Hacker News new | ask | show | jobs
by jnaour 4233 days ago
Good introduction. Spark is really a project to watch in the data analysis field on distributed architecture. We had performed several benchmarks and Spark keeps its promisses. 2.5x faster comparing to Pig for the same algorithm on the same cluster.

For iterative algorithm with the in-memory possibilities, performances are really good comparing to Hadoop.

The project is still young with several bugs but the documentation is really good and the code is well commented and robust.

1 comments

As part of our work we have done extensive comparisons of Spark on various workloads, clusters and cluster sizes comparing with Hadoop Map Reduce, Naiad and several other frameworks. We've found Spark to be temperamental, hard to configure, and with wildly varying performance, suited only to a small set of computations for which in-memory state reuse is beneficial (mostly it isn't).

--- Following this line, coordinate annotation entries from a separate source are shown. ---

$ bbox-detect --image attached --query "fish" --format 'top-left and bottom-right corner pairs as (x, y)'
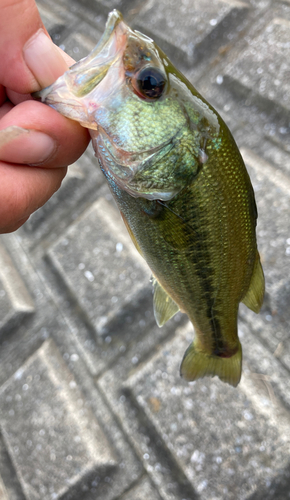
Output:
(34, 10), (265, 387)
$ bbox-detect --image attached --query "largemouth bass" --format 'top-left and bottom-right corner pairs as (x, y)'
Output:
(32, 11), (264, 386)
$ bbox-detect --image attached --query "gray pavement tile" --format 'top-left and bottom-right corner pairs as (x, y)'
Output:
(48, 198), (150, 335)
(224, 16), (290, 111)
(0, 342), (117, 500)
(134, 0), (248, 65)
(0, 243), (35, 335)
(125, 324), (290, 500)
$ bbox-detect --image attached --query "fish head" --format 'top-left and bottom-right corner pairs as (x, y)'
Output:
(34, 10), (219, 200)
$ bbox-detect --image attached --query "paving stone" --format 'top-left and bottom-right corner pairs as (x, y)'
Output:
(72, 0), (146, 16)
(37, 2), (77, 44)
(0, 243), (35, 334)
(125, 324), (290, 500)
(124, 478), (161, 500)
(0, 341), (117, 500)
(0, 0), (290, 500)
(224, 16), (290, 112)
(48, 198), (150, 335)
(23, 146), (104, 251)
(134, 0), (248, 65)
(241, 149), (290, 378)
(0, 476), (9, 500)
(61, 22), (102, 61)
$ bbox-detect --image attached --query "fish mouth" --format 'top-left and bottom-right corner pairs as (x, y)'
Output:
(32, 10), (131, 129)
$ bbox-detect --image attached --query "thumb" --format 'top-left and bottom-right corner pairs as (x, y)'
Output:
(0, 0), (68, 94)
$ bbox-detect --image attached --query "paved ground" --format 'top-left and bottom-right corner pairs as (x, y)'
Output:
(0, 0), (290, 500)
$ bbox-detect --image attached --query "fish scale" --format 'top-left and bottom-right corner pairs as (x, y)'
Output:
(32, 11), (264, 386)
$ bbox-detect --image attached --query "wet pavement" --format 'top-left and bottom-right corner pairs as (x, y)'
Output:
(0, 0), (290, 500)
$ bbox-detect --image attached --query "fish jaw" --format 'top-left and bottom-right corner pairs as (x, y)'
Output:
(32, 10), (131, 130)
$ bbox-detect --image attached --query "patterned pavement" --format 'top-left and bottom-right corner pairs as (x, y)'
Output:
(0, 0), (290, 500)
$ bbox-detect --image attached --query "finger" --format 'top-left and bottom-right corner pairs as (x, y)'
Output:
(0, 101), (90, 168)
(0, 162), (66, 233)
(0, 0), (68, 93)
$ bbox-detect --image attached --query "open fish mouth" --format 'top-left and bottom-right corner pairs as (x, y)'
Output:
(32, 10), (127, 129)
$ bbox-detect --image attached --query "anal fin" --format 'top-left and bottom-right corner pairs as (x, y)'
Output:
(152, 276), (179, 327)
(242, 252), (265, 313)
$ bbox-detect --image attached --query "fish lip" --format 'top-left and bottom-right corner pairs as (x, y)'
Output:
(32, 9), (127, 123)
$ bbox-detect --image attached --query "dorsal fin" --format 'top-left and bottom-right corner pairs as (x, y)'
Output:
(242, 251), (265, 313)
(152, 276), (179, 327)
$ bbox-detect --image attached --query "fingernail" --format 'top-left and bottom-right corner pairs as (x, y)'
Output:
(0, 126), (57, 165)
(23, 29), (68, 88)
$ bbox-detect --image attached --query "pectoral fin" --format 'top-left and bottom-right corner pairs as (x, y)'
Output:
(242, 252), (265, 313)
(152, 277), (179, 327)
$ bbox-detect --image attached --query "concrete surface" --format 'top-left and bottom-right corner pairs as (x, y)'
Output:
(0, 0), (290, 500)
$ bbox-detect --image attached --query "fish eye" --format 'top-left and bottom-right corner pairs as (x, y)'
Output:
(133, 67), (166, 99)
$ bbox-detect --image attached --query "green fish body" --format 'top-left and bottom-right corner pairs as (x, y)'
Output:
(33, 11), (264, 386)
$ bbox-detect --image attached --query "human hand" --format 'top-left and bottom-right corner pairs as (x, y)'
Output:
(0, 0), (89, 233)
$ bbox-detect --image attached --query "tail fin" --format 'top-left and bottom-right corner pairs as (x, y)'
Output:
(180, 341), (242, 387)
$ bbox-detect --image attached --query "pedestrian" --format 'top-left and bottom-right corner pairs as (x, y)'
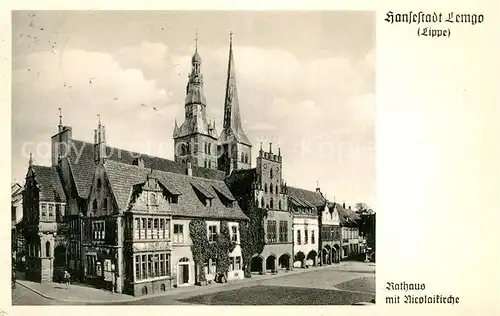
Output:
(63, 270), (71, 290)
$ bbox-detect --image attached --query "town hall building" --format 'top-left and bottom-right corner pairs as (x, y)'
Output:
(20, 35), (364, 295)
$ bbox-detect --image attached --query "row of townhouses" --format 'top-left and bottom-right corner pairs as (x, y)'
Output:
(13, 34), (363, 295)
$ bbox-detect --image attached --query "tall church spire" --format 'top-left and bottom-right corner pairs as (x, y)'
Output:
(173, 32), (217, 168)
(221, 32), (251, 146)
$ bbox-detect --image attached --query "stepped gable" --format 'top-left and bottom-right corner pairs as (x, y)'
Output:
(30, 165), (66, 202)
(104, 160), (248, 220)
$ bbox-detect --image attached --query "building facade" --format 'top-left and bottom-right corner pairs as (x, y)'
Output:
(318, 202), (342, 265)
(226, 144), (293, 274)
(13, 32), (372, 295)
(82, 124), (247, 296)
(23, 157), (67, 283)
(288, 187), (326, 267)
(10, 182), (26, 269)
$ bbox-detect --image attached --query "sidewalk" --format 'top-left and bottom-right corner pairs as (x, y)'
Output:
(17, 262), (375, 304)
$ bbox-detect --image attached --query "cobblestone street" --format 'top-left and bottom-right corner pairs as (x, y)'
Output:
(12, 262), (375, 305)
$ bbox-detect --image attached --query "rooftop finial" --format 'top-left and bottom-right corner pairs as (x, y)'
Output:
(194, 30), (198, 50)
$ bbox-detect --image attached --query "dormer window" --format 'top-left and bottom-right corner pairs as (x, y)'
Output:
(168, 195), (179, 204)
(149, 192), (158, 206)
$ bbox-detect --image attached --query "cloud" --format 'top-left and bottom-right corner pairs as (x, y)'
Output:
(12, 49), (182, 163)
(12, 41), (375, 206)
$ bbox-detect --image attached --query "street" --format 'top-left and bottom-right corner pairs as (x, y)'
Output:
(12, 266), (375, 305)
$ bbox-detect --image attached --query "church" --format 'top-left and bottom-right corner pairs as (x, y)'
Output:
(22, 34), (364, 296)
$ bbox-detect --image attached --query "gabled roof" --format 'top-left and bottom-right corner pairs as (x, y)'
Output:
(334, 203), (361, 225)
(30, 165), (66, 202)
(10, 183), (23, 204)
(68, 140), (225, 199)
(190, 180), (215, 199)
(288, 195), (316, 209)
(288, 187), (326, 207)
(104, 160), (248, 220)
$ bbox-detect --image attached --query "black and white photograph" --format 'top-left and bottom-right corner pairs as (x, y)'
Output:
(10, 10), (378, 306)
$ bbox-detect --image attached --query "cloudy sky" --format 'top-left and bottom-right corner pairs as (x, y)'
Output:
(12, 11), (375, 205)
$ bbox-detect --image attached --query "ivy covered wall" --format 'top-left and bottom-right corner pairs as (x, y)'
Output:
(189, 219), (241, 284)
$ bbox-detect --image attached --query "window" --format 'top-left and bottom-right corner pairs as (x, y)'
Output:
(149, 192), (158, 206)
(134, 218), (141, 239)
(49, 204), (55, 220)
(141, 255), (148, 279)
(40, 204), (47, 220)
(152, 218), (160, 239)
(267, 221), (276, 243)
(92, 221), (105, 240)
(231, 226), (238, 242)
(173, 224), (184, 243)
(56, 204), (62, 222)
(45, 241), (50, 257)
(208, 225), (217, 242)
(279, 221), (288, 242)
(210, 259), (217, 274)
(135, 256), (141, 280)
(146, 218), (153, 239)
(234, 257), (241, 270)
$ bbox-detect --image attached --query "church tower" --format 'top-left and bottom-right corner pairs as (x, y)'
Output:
(217, 33), (252, 175)
(173, 35), (217, 169)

In nearly every test Naiad has beaten Spark.

More info on Naiad: http://research.microsoft.com/en-us/projects/naiad/

MSFT killed Naiad's predecessor Dryad in favor of Hadoop some time ago, because Hadoop was becoming popular. The primary author linked in the page works at "Microsoft Silicon Valley"which was just shut down and in fact now lists himself on LinkedIn as "Researcher At Large, previously at Microsoft"

So, how do we know Naiad has much future? . Technologically, it may be better/more reliable/faster, but if it's a niche product that gets desupported just because it never took off... it doesn't really matter.

Spark on the other hand has a great deal of momentum and in my experience, momentum and adoption trump technical elegance in the short run...

(don't get me wrong: I thought Dryad was awesome. Google's Flume is very similar in some ways. MapReduce's days are numbered except for a small number of problems which can't be easily ported).

All good points. I can't say what the future of Naiad is. What they have done to Microsoft Research Silicon Valley is disgusting (I worked there too for a short time).

In our experiences the performance claims with Spark have been more hype than substance. Naiad on the other hand has been hard to find a corner case for.

Naiad is open source licensed under an Apache License so one can only hope...

FYI: Link to Naiad github repo: https://github.com/MicrosoftResearch/Naiad
Thanks, but: this is a dead project.

Also, it appears to be tied to Windows (it's delivered as a VS solution).

Is this comparison work available?
With some luck, it will be published early in the new year.